Case study: St Thomas More

Year 7 geographers at St Thomas More Roman Catholic high school, in North Shields, were having to think long and hard about the cause and effect of population growth.

They were struggling to plot a series of statements along a graph recording growth from the Middle Ages to the present. Where, for example, to place the statement: “Most people in the Sudan, including children, work on farms”? In the distant past, in the 19th century, now?

Group discussion ensued about the state of Africa past and present. Julie McGrane, head of geography, called the class together and pushed the reasoning further through constant questioning, exploring concepts like more and less developed countries and the notion that more does not necessarily mean better.

Pupils seemed eager to take part, and there was certainly no “off-task behaviour” as Ms McGrane calls it. But 11-year-old David Allcock put it more plainly. His teacher’s probing approach, he said, “makes you get your brain working”.

One of McGrane’s favourite strategies is called “mysteries”. It requires pupils to organise 30 statements to explain their answer to a question. She said: “When a child is stuck and you ask them what they are stuck on they often find it difficult to explain. But when you see them physically working on the table you can interpret what is going on in the brain and where the problem lies.”

St Thomas More is a training school and has beacon status. Over 60 per cent of its 1,300 pupils, drawn from an area of high unemployment, gained five higher-grade GCSEs last year.

It is a member of the North-east school-based research consortium into thinking skills, a partnership between the Thinking Skills Research Centre, Newcastle University, North Tyneside and Northumberland education authorities and six secondaries. It is one of four consortia established by the Teacher Training Agency three years ago to undertake classroom-based research.

Ms McGrane, 29, is in charge of training in teaching and learning, but she is also responsible for the development of thinking skills in the school. She became a convert to the movement as a student teacher under Dr David Leat at Newcastle, the author of Thinking Through Geography (Chris Kington Publishing, pound;25).

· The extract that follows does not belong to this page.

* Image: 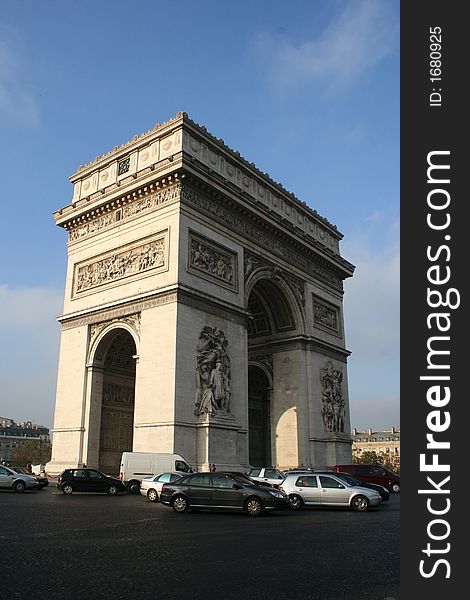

No fewer than 27 teachers at St Thomas More are now involved in developing a whole-school, cross-curricular approach to thinking skills. This has involved keeping a video recording of “thinking” lessons and analysing practice, maintaining journals and asking pupils to keep logs.

“The research has made us reflect greatly on the process of how we teach and how children learn. We believe that the kids’ ability to handle and process information has improved; writing has become more analytical; pupils give longer responses to questions and are able to pose probing, open questions,” she said.

The key to success had been the use of debriefing in lessons in which teachers encouraged pupils to talk about their solutions.

Michael Moat, 17, an A-level geographer, believes he has gained enormously from the approach. He said: “I was one of those who would sit back and let the lesson flow over them. Now I have become more confident about asking questions and about developing the detail of my arguments.

“This approach pushes you to think about other factors rather than hanging onto one thing.”